J. Med. Devices 11(2), 020301 (May 03, 2017) (1 page) Paper No: MED-17-1206; doi: 10.1115/1.4036591 History: Received April 21, 2017; Revised April 23, 2017

Cardiovascular devices interact with a complex physiologic environment that can severely challenge device performance and longevity. These challenges include biocompatibility issues such as hemolysis and thrombosis, changing contact conditions during each heartbeat, high-cycle fatigue-to-fracture, the need to accommodate the highly variable geometric, material, and hemodynamic environment encountered in the target population, and many other design and performance concerns. Simultaneously, cardiovascular devices are expected to deliver improved therapeutic benefits with each new product release. Thus, the cardiovascular device industry increasingly relies on computer modeling as a controlled and repeatable methodology for assessing device design-related factors. This allows reduction in number of in vitro, ex vivo, and in vivo experiments, leading to decreased expense. Clinicians are also adopting computer modeling as a pre-interventional planning tool that can confirm (or reject) a diagnosis, assist with surgical planning, and optimize treatment outcomes. And regulatory bodies are looking to computational modeling and improved in vitro testing to help ensure the safety and efficacy of approved devices.

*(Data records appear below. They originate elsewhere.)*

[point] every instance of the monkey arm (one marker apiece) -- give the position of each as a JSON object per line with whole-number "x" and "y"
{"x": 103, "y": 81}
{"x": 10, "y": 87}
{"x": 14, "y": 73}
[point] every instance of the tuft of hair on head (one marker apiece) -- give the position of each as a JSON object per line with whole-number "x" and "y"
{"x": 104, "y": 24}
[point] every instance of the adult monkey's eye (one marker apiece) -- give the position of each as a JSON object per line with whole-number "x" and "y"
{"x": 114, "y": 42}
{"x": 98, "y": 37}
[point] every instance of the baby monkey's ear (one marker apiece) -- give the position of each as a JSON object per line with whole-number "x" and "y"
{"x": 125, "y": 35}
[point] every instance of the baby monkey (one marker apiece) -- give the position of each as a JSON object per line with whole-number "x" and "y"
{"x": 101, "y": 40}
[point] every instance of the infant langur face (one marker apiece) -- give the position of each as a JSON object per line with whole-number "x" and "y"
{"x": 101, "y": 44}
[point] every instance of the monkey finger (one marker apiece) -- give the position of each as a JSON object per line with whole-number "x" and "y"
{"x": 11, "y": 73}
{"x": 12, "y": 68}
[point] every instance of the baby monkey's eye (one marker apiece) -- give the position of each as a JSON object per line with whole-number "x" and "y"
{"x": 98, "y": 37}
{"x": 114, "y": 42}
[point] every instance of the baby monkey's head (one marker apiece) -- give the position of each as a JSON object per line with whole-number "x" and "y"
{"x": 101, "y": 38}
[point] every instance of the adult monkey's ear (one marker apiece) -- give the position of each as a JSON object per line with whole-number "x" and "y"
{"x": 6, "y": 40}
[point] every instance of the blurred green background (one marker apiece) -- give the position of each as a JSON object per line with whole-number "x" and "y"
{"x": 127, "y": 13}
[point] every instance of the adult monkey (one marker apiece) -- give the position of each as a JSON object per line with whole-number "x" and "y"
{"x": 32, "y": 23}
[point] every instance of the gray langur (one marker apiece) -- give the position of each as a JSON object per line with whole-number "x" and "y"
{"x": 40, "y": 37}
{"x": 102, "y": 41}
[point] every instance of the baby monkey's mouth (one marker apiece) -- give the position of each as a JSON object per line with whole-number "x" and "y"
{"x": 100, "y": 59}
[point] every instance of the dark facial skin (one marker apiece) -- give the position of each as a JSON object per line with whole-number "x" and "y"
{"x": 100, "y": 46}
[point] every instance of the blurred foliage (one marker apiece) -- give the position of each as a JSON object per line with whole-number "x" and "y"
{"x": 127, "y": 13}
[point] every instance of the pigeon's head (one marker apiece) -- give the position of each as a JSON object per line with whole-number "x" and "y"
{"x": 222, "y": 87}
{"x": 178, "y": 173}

It is therefore a great pleasure to introduce this special issue of the Journal of Medical Devices, which presents some of the latest advancements in the use of computational and experimental methods to support the in vitro and in vivo evaluation of cardiovascular device performance. The contributions naturally reflect a heavy concentration on implanted devices, which present the greatest challenges to industry today. The tools used in these studies range from computational (e.g., fluid dynamics and finite element) to clinical (e.g., medical imaging, segmentation, and statistical shape analysis) to experimental. An overview of the use of computational modeling tools throughout the lifecycle of a peripheral vascular device, including the regulatory review process, is also provided.

As Guest Editor, I would like to thank all the authors and co-authors for entrusting us with the publication of their original research. Over 30 full-length research papers and technical notes were submitted to the special issue, 16 of which were accepted for publication at the end of the peer-review process. And my sincere thanks to all the reviewers, without whose significant time and effort we would not have such a high-quality collection of papers. And a very special thanks to Editor and Professor Rupak Banerjee, who provided significant guidance (and patience) over the past several months. I would also like to thank the ASME editorial staff for their invaluable assistance in bringing this issue to fruition. I hope everyone involved in this process is as pleased as I am with the resulting issue.

Finally, I would like to recognize the six co-authors: Arthur Erdman, Barney Klamecki, Steve Deline, Benedetta Biffi, Taoming Liu, and Leonardo Angelone, who presented a summary of their manuscript during a session devoted to this special issue at the 2017 Design of Medical Devices Conference in Minneapolis, MN. It was a great honor to provide the opportunity to share your research with the medical device community. This session was a highlight of the computational modeling track at DMD.

And so, without further ado, enjoy reading this special issue.